Nous avons utilisé le flux de travail numérique Screen4Me de Cochrane pour pouvoir évaluer les résultats de la recherche. Deux auteurs de la revue systématique ont parcouru les études pour procéder à la sélection, ont évalué le risque de biais et ont extrait les données. Nous avons utilisé les méthodes standard de Cochrane. Nous avons utilisé l’outil GRADE pour évaluer le niveau de confiance des données probantes. Les critères de jugement principaux étaient l'hospitalisation due à une infection par le VRS, la mortalité due à toutes sortes de facteurs causaux et les effets indésirables. Les critères de jugement secondaires étaient l'hospitalisation due à une maladie des voies respiratoires, la durée du séjour hospitalier, l'infection par le VRS, le nombre de jours passés avec une respiration sifflante, le nombre de jours avec besoin d'oxygène supplémentaire, la durée du séjour en unité de soins intensifs et le nombre de jours passés sous ventilation mécanique.

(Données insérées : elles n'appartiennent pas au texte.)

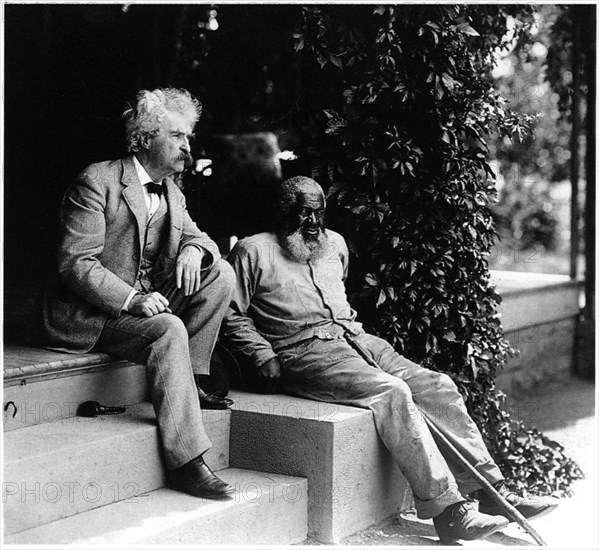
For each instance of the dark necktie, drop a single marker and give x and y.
(154, 188)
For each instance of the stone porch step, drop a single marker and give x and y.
(266, 509)
(59, 469)
(46, 386)
(353, 481)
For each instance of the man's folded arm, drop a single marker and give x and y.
(82, 241)
(193, 236)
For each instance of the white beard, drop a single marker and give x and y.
(301, 250)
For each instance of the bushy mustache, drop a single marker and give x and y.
(187, 160)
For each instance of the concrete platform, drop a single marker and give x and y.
(266, 509)
(58, 469)
(46, 386)
(352, 479)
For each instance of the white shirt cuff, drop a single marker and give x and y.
(128, 300)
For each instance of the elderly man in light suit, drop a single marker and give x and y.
(139, 280)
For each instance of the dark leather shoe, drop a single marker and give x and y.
(530, 507)
(458, 522)
(197, 479)
(209, 401)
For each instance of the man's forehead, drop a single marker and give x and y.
(310, 198)
(176, 122)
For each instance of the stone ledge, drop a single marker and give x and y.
(59, 469)
(353, 481)
(266, 509)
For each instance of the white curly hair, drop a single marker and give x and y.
(144, 117)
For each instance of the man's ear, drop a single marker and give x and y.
(145, 141)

Nous avons inclus cinq études avec un total de 3343 participants. Toutes les études étaient des ECR en bras parallèles, évaluant les effets d’une dose de 15 mg/kg de palivizumab une fois par mois jusqu'à cinq mois en comparaison avec un placebo ou avec l'absence d'intervention dans un cadre ambulatoire, bien qu'une étude ait également inclus des nourrissons hospitalisés. La plupart des études incluses ont été menées chez des enfants présentant un risque élevé d'infection par le VRS en raison de comorbidités telles que la dysplasie bronchopulmonaire et les cardiopathies congénitales. Le risque de biais des critères de jugement dans toutes les études était semblable et majoritairement faible.

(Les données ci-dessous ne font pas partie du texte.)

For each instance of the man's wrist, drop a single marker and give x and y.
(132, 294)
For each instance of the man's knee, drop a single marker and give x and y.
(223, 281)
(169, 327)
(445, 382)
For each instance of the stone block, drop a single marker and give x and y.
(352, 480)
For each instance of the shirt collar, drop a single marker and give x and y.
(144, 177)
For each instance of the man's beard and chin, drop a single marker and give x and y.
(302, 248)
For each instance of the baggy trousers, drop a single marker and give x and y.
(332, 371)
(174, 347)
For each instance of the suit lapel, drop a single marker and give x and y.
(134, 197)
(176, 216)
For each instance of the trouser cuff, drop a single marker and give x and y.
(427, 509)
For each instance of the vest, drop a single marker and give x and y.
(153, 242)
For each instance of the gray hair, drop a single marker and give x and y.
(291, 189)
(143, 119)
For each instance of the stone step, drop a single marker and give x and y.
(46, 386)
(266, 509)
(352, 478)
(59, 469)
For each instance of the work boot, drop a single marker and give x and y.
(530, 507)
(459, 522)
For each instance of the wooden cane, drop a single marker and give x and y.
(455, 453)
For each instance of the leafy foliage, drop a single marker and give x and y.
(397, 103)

Le palivizumab réduit le nombre d'hospitalisations dues à une infection par le VRS au bout de deux ans de suivi (risque relatif (RR) de 0,44, intervalle de confiance (IC) à 95 % entre 0,30 et 0,64 ; 5 études, 3 343 participants ; données probantes d’un niveau de confiance élevé). Sur la base de 98 hospitalisations pour 1000 participants dans le groupe placebo, cela correspond à 43 (29 à 62) pour 1000 participants dans le groupe palivizumab. Le palivizumab entraîne probablement peu ou pas de différence en termes de mortalité au bout de deux ans de suivi (RR 0,69, IC à 95 % entre 0,42 et 1,15 ; 5 études, 3343 participants ; données probantes d’un niveau de confiance modéré). Sur la base de 23 décès pour 1000 participants dans le groupe placebo, cela correspond à 16 (10 à 27) pour 1000 participants dans le groupe palivizumab. Le palivizumab entraîne probablement peu ou pas de différence en termes d'effets indésirables au bout de 150 jours de suivi (RR 1,09, IC à 95 % entre 0,85 et 1,39 ; 3 études, 2831 participants ; données probantes d’un niveau de confiance modéré). Sur la base de 84 cas pour 1000 participants dans le groupe placebo, cela correspond à 91 (71 à 117) pour 1000 participants dans le groupe palivizumab. Le palivizumab entraîne probablement une légère réduction des hospitalisations dues à des maladies respiratoires au bout de deux ans de suivi (RR 0,78, IC à 95 % entre 0,62 et 0,97 ; 5 études, 3343 participants ; données probantes d’un niveau de confiance modéré). Le palivizumab pourrait entraîner une réduction considérable du niveau d'infection par le VRS au bout de deux ans de suivi (RR 0,33, IC à 95 % entre 0,20 et 0,55 ; 3 études, 554 participants ; données probantes de niveau de confiance faible). Sur la base de 195 cas d'infection par le VRS pour 1000 participants dans le groupe placebo, cela correspond à 64 (39 à 107) pour 1000 participants dans le groupe palivizumab. Le palivizumab réduit également le nombre de jours de respiration sifflante à un an de suivi (RR 0,39, IC à 95 % entre 0,35 et 0,44 ; 1 étude, 429 participants ; données probantes d’un niveau de confiance élevé).